Restructuring and transformation within the health care system apply to broader issues within the health sector that seeks to improve, create, and bring changes in the health care sector. Individuals and target groups form the focus of any given health care reform in the community. As a means of societal change and progress, health care delivery and improvement aimed at making the greatest impact within the health sector, such as health insurance, accessibility to health facilities, and provision of affordable health services to the citizens. Any health care policy aimed at a target group or community comes with its significant weight of impact to which the target group is intended. Specific policies such as providing more care, insurance cover, and improving health care quality in many cases entail significant changes to both the target group and the citizens as a whole. Policies within the health care sector, therefore, have the significant impact of influencing change, build an individual, and steer a particular growth trend within the society. The health care reform act as a health policy program has the net effect of building upon an individual, community as a whole and a given target group.
As a system in public administration, Chapin (2014) argues that the health care restructuring has the significant effect of moderating behavior, changing a team's perception, and altering attitude. The health care reform act prepares the target group towards adopting a healthy conscious in the society and towards a particular course of action of well-being, thereby influencing their behavior, accessibility to health services, mode of operation, and attitude towards their health issues. In the first case, the target group is prepared towards focusing on the new policy framework and all it requires to accomplish the tasks outlined. Chapin maintains that an emphasis on the structure has the significant effect of altering behavior in addition to changing their thought process towards the health care structural make up (2014). The target group is therefore empowered to lay more emphasis on the task of seeking for health care and focusing their attention, concentration, and mindset towards aligning with the policies such as sustainability, accessibility, and their rights to seek affordable care services. On the other hand, as the target group focuses more on the policy, individuals within the group have the opportunity to learn, grow, and inculcate disciplinary measures that come along with rolling out the health awareness initiatives as outlined in the health care program.

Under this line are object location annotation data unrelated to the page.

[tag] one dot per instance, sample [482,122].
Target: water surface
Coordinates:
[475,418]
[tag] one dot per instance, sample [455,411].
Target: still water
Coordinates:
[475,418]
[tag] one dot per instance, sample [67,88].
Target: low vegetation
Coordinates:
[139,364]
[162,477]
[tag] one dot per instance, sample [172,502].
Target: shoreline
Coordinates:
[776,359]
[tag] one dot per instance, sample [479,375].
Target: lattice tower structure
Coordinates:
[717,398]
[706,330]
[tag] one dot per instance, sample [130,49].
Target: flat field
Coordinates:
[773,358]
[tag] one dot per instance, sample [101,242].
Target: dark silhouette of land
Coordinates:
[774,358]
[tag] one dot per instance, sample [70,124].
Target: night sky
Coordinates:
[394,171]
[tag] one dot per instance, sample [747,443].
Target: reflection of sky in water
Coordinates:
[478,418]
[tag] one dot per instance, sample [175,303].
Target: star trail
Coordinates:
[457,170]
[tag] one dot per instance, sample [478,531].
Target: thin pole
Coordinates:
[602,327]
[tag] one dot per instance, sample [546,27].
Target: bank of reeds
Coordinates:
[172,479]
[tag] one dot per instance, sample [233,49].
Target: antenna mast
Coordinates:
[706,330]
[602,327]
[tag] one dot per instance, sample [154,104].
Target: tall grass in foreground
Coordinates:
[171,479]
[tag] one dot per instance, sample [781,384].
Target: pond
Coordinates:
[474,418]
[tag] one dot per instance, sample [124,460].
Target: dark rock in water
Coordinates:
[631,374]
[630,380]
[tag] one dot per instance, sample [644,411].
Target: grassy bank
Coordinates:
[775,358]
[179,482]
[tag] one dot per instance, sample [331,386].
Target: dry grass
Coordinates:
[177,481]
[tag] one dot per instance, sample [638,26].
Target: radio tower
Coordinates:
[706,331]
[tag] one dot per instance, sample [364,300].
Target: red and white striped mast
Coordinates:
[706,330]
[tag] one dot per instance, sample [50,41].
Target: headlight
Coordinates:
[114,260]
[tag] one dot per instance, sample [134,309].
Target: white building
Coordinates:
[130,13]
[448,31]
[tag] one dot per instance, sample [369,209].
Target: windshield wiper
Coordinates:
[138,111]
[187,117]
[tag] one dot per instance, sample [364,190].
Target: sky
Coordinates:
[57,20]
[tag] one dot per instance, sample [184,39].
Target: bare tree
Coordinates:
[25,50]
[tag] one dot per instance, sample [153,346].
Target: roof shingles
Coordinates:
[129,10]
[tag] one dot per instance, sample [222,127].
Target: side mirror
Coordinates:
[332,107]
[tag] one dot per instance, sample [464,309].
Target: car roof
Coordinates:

Implementing any health care reform policy comes with the mandate to sustain health development, growth, and adherence to a particular code of conduct that has the positive effect of instilling group collaboration, organization, and management. Health care policy, therefore, has the strongest impact of coalescing individuals towards a mutual interest of the society and collective benefits such as affordable care and accessibility to health care services (Kolstad & Kowalski 2012). Additionally, individuals, therefore, find common ground in which they hone their skills such as leadership competencies, talents, and mutual coexistence and cohesion within their locality. The health care reform policy outlined therefore puts members of the target group into one joint forum enabling them to tap into their individual and collective strength of well-being. As an organization and community, the health care arrangement helps the community members to access low cost health services and high quality, attention from medical practitioners (Kolstad & Kowalski 2012). While it helps individuals focus on their strengths, it has the positive effect of bringing out the best in and amongst the target group members. For example, people talented in a given field such as coaching and counseling will have the opportunity to sharpen their skills as they practice and use their abilities within the health care structure.
Affordable health care frameworks and policy have the positive effect of improving community involvement on social, economic, and political agendas of the country. Additionally, it helps strengthen community adherence to health practices and group network towards healthy living, which in turn improves social governance, hence building the social capital of the individuals. According to research, promoting participation in community-based policies such as health care reforms by groups or persons, promotes social capital, opens up the social networks of the community, and enhances social engagement. Wider social engagement in the health care structure has the net effect of bringing group members into one, promoting a collective participation, and identity (Chapin 2014). According to Chapin, research reveals that the implementation of a given health care policy entails an in-depth community and group participation, a fact that helps individuals recognizes them with a particular unique identity. For example, the implementation of the health insurance policy has the most significant impact of changing the accessibility of health care of the target groups especially in their areas of residence. Physical closeness, common perception, and the common belief of undertaking the health care restructuring have the positive effect of bringing participants together thus promoting and enhancing group strength and potential.
At the group level or individual level, effective participation and involvement in health care program implementation come with the net effect of building a culture amongst the group members and individuals. On the other hand, according to Nigam & Ocasio (2010), culture has the positive effect of outlining collective intellectual accomplishment and at the same time enhancing positive behavior within the community. Nigam and Ocasio maintain that groups often get the opportunity to define their beliefs, laws, art, knowledge, habits and capabilities (2010). It thus has the net effect of bringing harmony and mutual coexistence within the society.
Chapin, R. (2014). Social Policy for Effective Practice: A strengths approach. New York, NY: Routledge.
Kolstad, J. T., & Kowalski, A. E. (2012). The impact of health care reform on hospital and preventive care: evidence from Massachusetts. Journal of Public Economics, 96(11), 909-929.
Nigam, A., & Ocasio, W. (2010). Event attention, environmental sensemaking, and change in institutional logics: An inductive analysis of the effects of public attention to Clinton's health care reform initiative. Organization Science, 21(4), 823-841.